Las huelgas de hambre constituyen otro escenario en el que se han observado de cerca los efectos letales de la privación voluntaria de comida. Históricamente, se han reportado múltiples casos de huelguistas que llegan hasta las últimas consecuencias. Por ejemplo, en 1981 el activista irlandés Bobby Sands murió tras 66 días en huelga de hambre en la prisión de Maze, Irlanda del Norte. Tenía solo 27 años y prácticamente ninguno de sus órganos quedó indemne: al fallecer, la causa oficial que se registró fue precisamente "inanición". De modo similar, el disidente cubano Pedro Luis Boitel mantuvo una huelga de hambre durante 53 días recibiendo solo líquidos, antes de morir por inanición en 1972. Casos extremos muestran que algunos individuos han llegado a sobrevivir casi tres meses sin ingerir alimentos sólidos –por ejemplo, Orlando Zapata, también en Cuba, murió en 2010 tras unos 85 díasde ayuno prolongado en protesta. Estas historias, al margen de su contexto político, confirman los límites fisiológicos del ser humano: pasado cierto umbral de tiempo sin nutrientes, el desenlace fatal es prácticamente inevitable. No en vano, los médicos señalan que en una huelga de hambre indefinida la muerte suele sobrevenir entre los 60 y 90 días desde el comienzo, dependiendo de las condiciones.

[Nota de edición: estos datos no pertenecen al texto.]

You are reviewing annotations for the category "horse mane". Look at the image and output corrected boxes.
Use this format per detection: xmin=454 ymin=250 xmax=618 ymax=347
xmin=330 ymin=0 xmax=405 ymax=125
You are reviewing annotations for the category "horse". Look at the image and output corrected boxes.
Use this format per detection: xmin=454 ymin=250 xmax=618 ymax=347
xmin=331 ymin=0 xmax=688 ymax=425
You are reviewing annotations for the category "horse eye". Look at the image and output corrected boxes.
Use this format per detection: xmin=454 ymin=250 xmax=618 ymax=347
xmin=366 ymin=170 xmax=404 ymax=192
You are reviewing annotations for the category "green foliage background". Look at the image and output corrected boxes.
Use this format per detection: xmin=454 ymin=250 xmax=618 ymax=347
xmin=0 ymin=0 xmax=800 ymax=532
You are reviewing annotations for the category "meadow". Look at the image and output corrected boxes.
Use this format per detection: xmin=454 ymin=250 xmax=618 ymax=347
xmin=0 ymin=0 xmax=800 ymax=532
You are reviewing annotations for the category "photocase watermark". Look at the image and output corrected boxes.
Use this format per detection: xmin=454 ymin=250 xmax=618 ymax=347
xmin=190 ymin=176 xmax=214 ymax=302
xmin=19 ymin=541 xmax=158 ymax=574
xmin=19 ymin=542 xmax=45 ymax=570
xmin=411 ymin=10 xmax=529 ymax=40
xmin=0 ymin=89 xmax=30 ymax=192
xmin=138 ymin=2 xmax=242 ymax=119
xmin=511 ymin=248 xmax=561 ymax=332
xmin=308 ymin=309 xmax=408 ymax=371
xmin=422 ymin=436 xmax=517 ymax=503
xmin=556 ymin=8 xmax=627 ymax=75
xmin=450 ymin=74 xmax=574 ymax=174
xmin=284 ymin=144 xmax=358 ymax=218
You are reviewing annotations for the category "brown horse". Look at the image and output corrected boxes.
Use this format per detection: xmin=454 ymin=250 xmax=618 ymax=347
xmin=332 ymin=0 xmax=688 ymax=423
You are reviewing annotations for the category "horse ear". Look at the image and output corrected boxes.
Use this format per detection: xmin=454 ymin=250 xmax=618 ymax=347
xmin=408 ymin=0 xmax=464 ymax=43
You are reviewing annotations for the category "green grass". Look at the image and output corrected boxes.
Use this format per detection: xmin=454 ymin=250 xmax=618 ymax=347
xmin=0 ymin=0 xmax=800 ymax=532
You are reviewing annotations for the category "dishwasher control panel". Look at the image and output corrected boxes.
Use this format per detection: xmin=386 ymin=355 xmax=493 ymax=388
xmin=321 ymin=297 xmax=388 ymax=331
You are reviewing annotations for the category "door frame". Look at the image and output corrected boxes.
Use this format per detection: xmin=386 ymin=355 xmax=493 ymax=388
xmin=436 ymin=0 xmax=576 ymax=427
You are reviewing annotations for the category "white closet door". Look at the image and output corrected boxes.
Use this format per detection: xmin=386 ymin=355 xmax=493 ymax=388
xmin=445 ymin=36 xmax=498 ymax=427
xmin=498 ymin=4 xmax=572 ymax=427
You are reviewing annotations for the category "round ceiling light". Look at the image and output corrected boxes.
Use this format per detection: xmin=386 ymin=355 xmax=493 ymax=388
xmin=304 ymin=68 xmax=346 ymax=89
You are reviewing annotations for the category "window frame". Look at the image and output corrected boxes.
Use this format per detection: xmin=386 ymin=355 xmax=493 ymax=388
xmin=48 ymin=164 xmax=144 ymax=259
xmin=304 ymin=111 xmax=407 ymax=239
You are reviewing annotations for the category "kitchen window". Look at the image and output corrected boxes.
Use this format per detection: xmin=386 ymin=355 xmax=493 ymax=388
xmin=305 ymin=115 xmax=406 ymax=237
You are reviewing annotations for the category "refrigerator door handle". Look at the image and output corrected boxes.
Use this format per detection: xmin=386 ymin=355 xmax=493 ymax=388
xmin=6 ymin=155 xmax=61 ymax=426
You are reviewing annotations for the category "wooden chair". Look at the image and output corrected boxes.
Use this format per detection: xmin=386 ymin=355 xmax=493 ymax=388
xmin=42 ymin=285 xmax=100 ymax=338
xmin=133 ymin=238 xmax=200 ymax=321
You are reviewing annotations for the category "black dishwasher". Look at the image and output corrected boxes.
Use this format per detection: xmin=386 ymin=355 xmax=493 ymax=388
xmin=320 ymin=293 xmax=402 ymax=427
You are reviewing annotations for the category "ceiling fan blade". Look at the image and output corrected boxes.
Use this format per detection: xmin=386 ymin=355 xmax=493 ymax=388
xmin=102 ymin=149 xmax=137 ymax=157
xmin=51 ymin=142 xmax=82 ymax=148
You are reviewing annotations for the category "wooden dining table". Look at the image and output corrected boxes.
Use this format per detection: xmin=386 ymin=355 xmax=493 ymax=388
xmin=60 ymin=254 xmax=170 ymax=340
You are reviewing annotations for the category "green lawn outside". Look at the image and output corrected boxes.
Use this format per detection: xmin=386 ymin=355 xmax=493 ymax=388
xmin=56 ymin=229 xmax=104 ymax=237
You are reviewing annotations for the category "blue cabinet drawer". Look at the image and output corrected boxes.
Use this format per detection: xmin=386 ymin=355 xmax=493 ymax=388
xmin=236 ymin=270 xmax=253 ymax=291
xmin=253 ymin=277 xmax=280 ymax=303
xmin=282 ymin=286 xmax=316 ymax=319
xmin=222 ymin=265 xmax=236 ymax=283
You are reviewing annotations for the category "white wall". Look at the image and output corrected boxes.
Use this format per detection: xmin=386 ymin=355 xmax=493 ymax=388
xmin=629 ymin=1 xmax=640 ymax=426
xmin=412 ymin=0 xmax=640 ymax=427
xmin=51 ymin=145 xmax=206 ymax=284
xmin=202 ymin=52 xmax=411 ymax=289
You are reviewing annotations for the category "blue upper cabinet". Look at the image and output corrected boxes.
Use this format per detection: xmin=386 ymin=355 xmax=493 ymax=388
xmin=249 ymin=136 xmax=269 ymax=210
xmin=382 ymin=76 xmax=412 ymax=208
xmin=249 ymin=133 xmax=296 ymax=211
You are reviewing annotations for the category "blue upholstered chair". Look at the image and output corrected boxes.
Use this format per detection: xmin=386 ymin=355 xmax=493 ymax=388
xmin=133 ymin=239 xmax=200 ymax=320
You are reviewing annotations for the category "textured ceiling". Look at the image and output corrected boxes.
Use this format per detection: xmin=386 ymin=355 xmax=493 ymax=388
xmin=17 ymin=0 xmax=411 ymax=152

Ciencia y sensibilidad humana
Entender qué le sucede al cuerpo al morir de hambre no es solo una cuestión académica, sino también un ejercicio de empatía. Detrás de los procesos de cetosis, catabolismo muscular e insuficiencia multiorgánica que hemos descrito, hay un sufrimiento humano profundo. El organismo lucha tenazmente por sobrevivir, adaptándose de formas extraordinarias, pero con un costo creciente para sí mismo, hasta que finalmente ya no puede sostener la vida. Saber esto nos permite apreciar la urgencia de prevenir y aliviar el hambre en el mundo.
Es un desastre provocado por el hombre, una crítica moral y un fracaso de la humanidad
António Guterrez, Secretario General de la ONU
Hoy, cuando vemos las imágenes de niños desnutridos y familias enteras debilitadas en lugares como Gaza, comprendemos que lo que está en juego no es solo la nutrición, sino la vida misma en su nivel más básico. La ciencia nos ha mostrado con claridad los mecanismos implacables de la inanición, y esa comprensión debería impulsar una respuesta humana: aliviar el hambre allí donde ocurra y tratar a quienes la padecen con prontitud y compasión. Evitar que un ser humano llegue al punto de morir de hambre es una responsabilidad colectiva. En pleno siglo XXI, con los conocimientos médicos y los recursos globales disponibles, cada muerte por inanición (sea en Gaza, en áreas de conflicto o en cualquier comunidad marginada) representa un fracaso que debemos esforzarnos por corregir. Informar con rigor científico sobre este proceso devastador, como hemos hecho aquí, es un paso para tomar conciencia de la gravedad del problema. Y ojalá esa conciencia vaya acompañada de la solidaridad y la acción necesarias para que, algún día, nadie más tenga que sufrir ni perecer por la ausencia de algo tan fundamental como el alimento.